By Harold Kim, Chief Operating Officer, U.S. Chamber Institute for Legal Reform
Tennessee lived up to its ‘America at its Best’ slogan this week by enacting the nation’s first law to curb deceptive trial lawyer ads targeting prescription drugs and medical devices. As anyone who watches TV or goes online likely knows, plaintiffs’ lawyers aggressively market such ads to scare consumers—many times senior citizens—into filing lawsuits. Trial lawyers spent almost $1 billion on advertising in 2017, and seem to be keeping the pedal to the metal.
The ads often use warning signs and graphic video of ambulances while “medical alert” or “recall warning” flash on the screen—sometimes even alongside the logos of government agencies. Tennessee’s new law (HB 352/SB 352) prohibits ads that display the logo of a government agency, use the word “recall” if a product hasn’t been recalled, or fail to disclose they are paid ads for legal services.

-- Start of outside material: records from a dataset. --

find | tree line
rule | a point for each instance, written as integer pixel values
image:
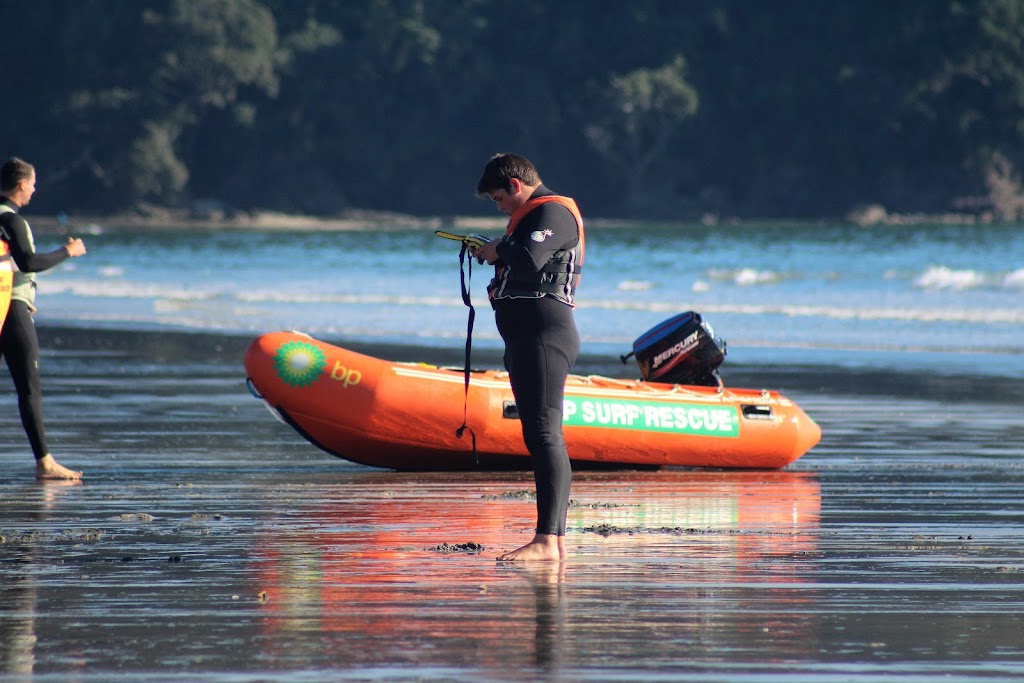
(653, 109)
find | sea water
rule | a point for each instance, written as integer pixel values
(934, 296)
(209, 542)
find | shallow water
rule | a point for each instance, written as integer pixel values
(210, 543)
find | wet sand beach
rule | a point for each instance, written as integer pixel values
(209, 542)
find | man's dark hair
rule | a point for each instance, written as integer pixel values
(14, 170)
(502, 168)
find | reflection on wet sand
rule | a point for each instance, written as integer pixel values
(379, 562)
(18, 591)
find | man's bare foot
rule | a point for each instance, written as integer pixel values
(544, 548)
(49, 469)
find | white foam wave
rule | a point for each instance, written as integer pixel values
(982, 315)
(941, 278)
(744, 276)
(1015, 280)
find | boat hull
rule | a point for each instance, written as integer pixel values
(407, 416)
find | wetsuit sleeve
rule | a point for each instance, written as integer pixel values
(15, 232)
(544, 230)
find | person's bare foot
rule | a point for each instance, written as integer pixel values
(544, 548)
(49, 469)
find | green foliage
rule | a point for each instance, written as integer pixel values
(646, 108)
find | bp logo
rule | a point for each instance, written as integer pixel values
(299, 364)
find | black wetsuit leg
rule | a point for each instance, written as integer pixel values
(19, 347)
(541, 345)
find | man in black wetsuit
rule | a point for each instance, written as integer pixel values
(537, 268)
(18, 343)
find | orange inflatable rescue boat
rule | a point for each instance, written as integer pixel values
(406, 416)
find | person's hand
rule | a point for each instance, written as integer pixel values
(487, 252)
(75, 247)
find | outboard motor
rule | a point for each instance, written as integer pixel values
(680, 350)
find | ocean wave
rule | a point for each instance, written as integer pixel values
(944, 278)
(984, 315)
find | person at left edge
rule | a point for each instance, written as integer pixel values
(18, 342)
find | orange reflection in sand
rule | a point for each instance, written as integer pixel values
(370, 563)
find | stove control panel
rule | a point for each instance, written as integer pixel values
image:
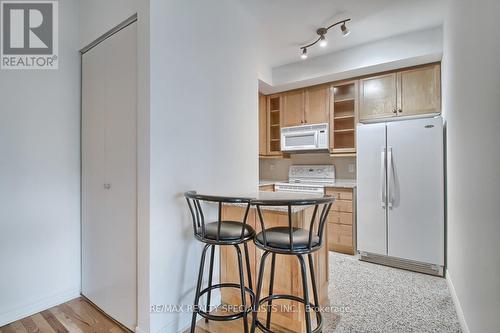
(311, 172)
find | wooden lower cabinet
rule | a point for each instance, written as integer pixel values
(288, 315)
(341, 221)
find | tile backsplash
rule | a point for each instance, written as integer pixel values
(277, 168)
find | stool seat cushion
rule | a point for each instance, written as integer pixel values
(229, 231)
(278, 237)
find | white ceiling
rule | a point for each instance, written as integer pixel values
(289, 24)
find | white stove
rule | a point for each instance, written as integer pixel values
(307, 179)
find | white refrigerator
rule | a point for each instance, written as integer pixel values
(400, 194)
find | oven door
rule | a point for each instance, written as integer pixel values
(303, 140)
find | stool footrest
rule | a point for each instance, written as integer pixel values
(229, 317)
(312, 306)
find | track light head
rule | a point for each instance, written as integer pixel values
(344, 30)
(303, 56)
(322, 41)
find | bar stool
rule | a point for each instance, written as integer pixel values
(221, 233)
(290, 240)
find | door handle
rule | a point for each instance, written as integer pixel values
(390, 169)
(383, 180)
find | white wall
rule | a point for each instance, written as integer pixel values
(203, 132)
(471, 77)
(405, 50)
(40, 180)
(100, 16)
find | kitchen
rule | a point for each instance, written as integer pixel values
(251, 165)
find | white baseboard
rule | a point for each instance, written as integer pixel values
(182, 322)
(456, 301)
(32, 308)
(139, 330)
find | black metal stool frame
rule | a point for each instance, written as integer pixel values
(193, 199)
(326, 202)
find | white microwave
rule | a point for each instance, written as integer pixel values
(305, 138)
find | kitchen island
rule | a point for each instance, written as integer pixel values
(288, 315)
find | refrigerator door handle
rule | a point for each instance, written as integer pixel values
(390, 171)
(383, 180)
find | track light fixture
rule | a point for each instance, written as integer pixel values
(322, 36)
(304, 54)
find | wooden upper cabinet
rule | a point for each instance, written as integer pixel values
(262, 125)
(293, 108)
(377, 97)
(419, 91)
(317, 105)
(411, 92)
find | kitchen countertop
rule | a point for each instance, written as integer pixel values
(342, 183)
(264, 182)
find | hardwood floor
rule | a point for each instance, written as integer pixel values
(75, 316)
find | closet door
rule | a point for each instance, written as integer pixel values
(109, 190)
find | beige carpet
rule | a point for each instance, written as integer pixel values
(372, 298)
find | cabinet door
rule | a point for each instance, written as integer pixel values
(377, 97)
(262, 125)
(109, 192)
(317, 105)
(419, 91)
(293, 108)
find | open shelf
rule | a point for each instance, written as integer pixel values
(345, 91)
(344, 100)
(274, 132)
(344, 119)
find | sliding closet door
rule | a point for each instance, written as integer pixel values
(109, 190)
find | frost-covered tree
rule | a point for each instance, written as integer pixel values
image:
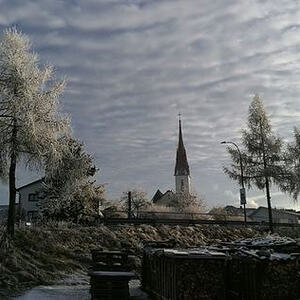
(185, 202)
(30, 122)
(69, 195)
(262, 155)
(290, 183)
(139, 200)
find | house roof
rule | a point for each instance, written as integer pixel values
(31, 183)
(157, 196)
(182, 166)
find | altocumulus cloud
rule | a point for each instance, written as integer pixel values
(131, 65)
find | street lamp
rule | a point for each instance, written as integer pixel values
(242, 190)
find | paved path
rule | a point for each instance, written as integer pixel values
(74, 292)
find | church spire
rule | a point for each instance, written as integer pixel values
(182, 166)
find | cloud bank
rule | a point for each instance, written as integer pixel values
(132, 65)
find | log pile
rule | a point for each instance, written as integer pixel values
(109, 276)
(243, 270)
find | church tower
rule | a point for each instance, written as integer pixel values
(182, 170)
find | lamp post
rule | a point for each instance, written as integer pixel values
(242, 190)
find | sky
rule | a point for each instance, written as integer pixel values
(132, 65)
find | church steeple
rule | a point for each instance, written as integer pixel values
(182, 170)
(182, 166)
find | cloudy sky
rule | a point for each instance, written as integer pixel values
(132, 65)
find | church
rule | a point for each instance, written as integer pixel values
(182, 175)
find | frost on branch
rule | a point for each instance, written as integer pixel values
(69, 195)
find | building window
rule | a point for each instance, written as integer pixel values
(32, 214)
(182, 185)
(33, 197)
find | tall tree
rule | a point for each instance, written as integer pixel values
(290, 183)
(139, 200)
(68, 193)
(262, 155)
(30, 123)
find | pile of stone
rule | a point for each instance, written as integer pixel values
(247, 269)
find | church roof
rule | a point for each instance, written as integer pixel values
(157, 196)
(182, 166)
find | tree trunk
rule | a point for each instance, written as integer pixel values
(269, 205)
(12, 184)
(12, 196)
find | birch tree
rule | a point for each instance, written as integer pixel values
(30, 122)
(139, 200)
(262, 155)
(291, 182)
(69, 195)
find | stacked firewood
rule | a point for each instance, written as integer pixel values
(231, 271)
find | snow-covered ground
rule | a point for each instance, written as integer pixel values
(75, 287)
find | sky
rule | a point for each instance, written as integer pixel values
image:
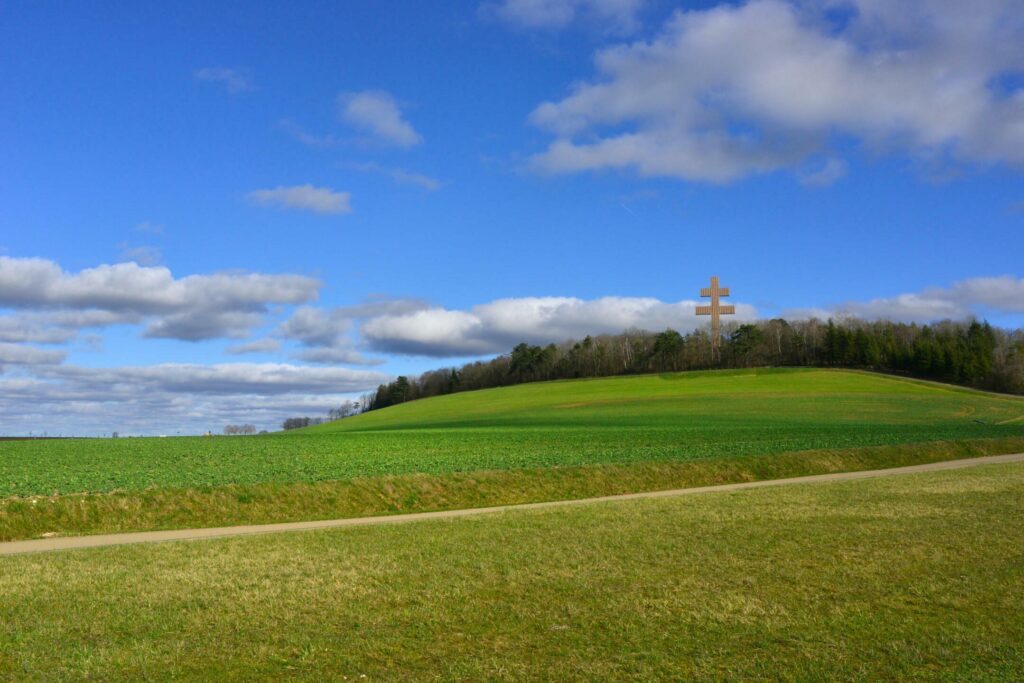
(215, 214)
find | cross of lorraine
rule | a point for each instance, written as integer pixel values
(716, 309)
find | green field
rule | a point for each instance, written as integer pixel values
(620, 420)
(526, 442)
(916, 577)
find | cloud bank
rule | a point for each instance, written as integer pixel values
(733, 90)
(496, 327)
(196, 307)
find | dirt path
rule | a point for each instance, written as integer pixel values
(69, 543)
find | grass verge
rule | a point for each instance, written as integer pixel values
(266, 503)
(919, 577)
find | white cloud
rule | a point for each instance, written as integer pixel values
(325, 334)
(29, 355)
(377, 113)
(307, 138)
(143, 254)
(496, 327)
(190, 308)
(616, 15)
(315, 327)
(235, 81)
(337, 355)
(967, 298)
(258, 346)
(737, 89)
(171, 397)
(824, 175)
(150, 227)
(303, 198)
(397, 174)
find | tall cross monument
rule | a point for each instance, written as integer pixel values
(716, 309)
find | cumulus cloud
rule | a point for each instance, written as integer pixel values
(143, 254)
(967, 298)
(171, 397)
(315, 327)
(496, 327)
(724, 92)
(258, 346)
(53, 301)
(29, 355)
(616, 15)
(377, 113)
(824, 175)
(325, 334)
(303, 198)
(233, 80)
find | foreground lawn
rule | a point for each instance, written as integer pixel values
(912, 577)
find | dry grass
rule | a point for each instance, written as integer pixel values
(919, 577)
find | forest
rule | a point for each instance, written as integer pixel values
(974, 354)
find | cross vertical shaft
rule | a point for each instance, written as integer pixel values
(716, 310)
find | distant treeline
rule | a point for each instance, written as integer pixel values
(970, 353)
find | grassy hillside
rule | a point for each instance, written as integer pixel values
(912, 577)
(532, 441)
(617, 420)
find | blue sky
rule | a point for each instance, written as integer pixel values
(385, 187)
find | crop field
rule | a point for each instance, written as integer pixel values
(621, 420)
(910, 577)
(514, 444)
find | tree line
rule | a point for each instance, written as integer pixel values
(972, 353)
(346, 410)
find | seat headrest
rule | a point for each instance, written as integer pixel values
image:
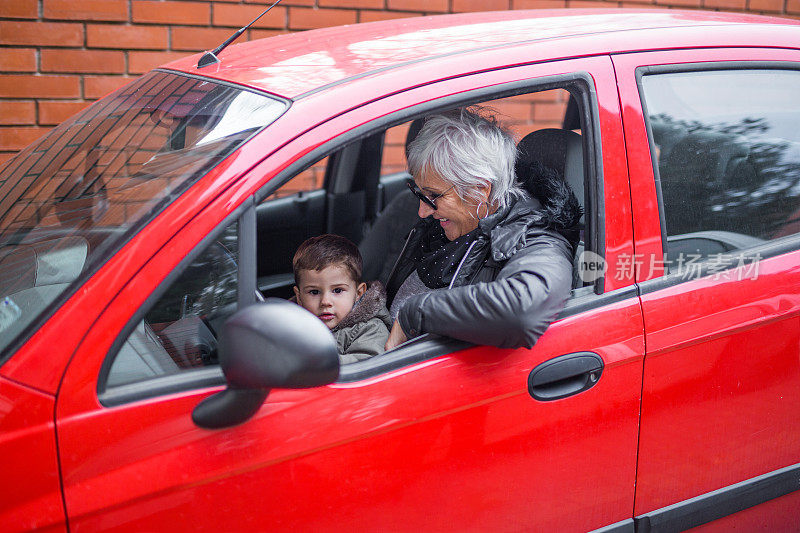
(560, 150)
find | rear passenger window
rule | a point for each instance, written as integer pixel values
(727, 147)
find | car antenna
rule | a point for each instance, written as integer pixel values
(209, 58)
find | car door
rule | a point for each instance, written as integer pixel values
(715, 202)
(437, 435)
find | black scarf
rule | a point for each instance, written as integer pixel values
(437, 258)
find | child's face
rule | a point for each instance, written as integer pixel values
(328, 293)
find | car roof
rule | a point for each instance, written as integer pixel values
(297, 64)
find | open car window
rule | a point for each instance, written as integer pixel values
(351, 190)
(70, 200)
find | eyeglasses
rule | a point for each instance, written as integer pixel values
(429, 201)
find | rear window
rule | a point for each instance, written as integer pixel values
(74, 197)
(727, 147)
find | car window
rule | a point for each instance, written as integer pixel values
(179, 330)
(71, 199)
(727, 151)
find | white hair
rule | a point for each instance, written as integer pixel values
(467, 148)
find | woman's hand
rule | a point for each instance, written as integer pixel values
(396, 336)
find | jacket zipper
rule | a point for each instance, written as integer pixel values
(462, 263)
(399, 257)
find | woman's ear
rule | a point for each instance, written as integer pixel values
(485, 191)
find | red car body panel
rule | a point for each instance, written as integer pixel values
(474, 415)
(722, 371)
(298, 64)
(32, 496)
(387, 452)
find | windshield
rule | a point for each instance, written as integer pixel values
(71, 199)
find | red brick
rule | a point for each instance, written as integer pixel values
(99, 86)
(19, 138)
(285, 3)
(418, 5)
(19, 9)
(46, 86)
(80, 61)
(15, 113)
(5, 157)
(373, 4)
(237, 16)
(106, 10)
(116, 36)
(41, 33)
(146, 11)
(374, 16)
(196, 39)
(460, 6)
(18, 60)
(51, 113)
(769, 6)
(263, 34)
(141, 62)
(301, 18)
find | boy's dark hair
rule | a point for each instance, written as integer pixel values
(323, 251)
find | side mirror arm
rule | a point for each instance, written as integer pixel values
(275, 344)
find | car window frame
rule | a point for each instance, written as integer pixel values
(766, 250)
(128, 234)
(581, 85)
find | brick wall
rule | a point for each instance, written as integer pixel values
(56, 56)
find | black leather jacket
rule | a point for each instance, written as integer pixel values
(511, 285)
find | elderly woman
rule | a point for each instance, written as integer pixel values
(487, 263)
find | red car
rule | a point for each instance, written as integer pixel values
(664, 397)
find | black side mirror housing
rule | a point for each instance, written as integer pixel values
(275, 344)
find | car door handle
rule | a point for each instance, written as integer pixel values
(564, 376)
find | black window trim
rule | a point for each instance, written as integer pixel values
(580, 84)
(765, 251)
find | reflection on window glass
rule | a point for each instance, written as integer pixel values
(179, 332)
(727, 148)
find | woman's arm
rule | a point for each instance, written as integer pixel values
(510, 312)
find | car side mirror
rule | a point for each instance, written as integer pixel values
(275, 344)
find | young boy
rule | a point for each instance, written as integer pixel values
(327, 273)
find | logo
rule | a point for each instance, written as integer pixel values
(591, 267)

Unfortunately, these ads can scare people out of taking their medicines, and the results can be tragic. Our research found that almost three-in-ten consumers currently taking prescription medications either would probably or definitely stop taking their prescriptions after seeing a lawsuit ad about the drug they take. The Food and Drug Administration found that, through 2016, 61 people had stopped taking anti-coagulant medication after seeing these ads, and sadly, six passed away.
Other states ought to follow Tennessee’s lead in saying enough is enough to deceptive trial lawyer ads. Such laws would not only prevent trial lawyers from preying on vulnerable citizens, but they may also actually save lives. We applaud Gov. Bill Lee and the bipartisan action of the Tennessee legislature for seeing this first-of-its-kind law through to completion.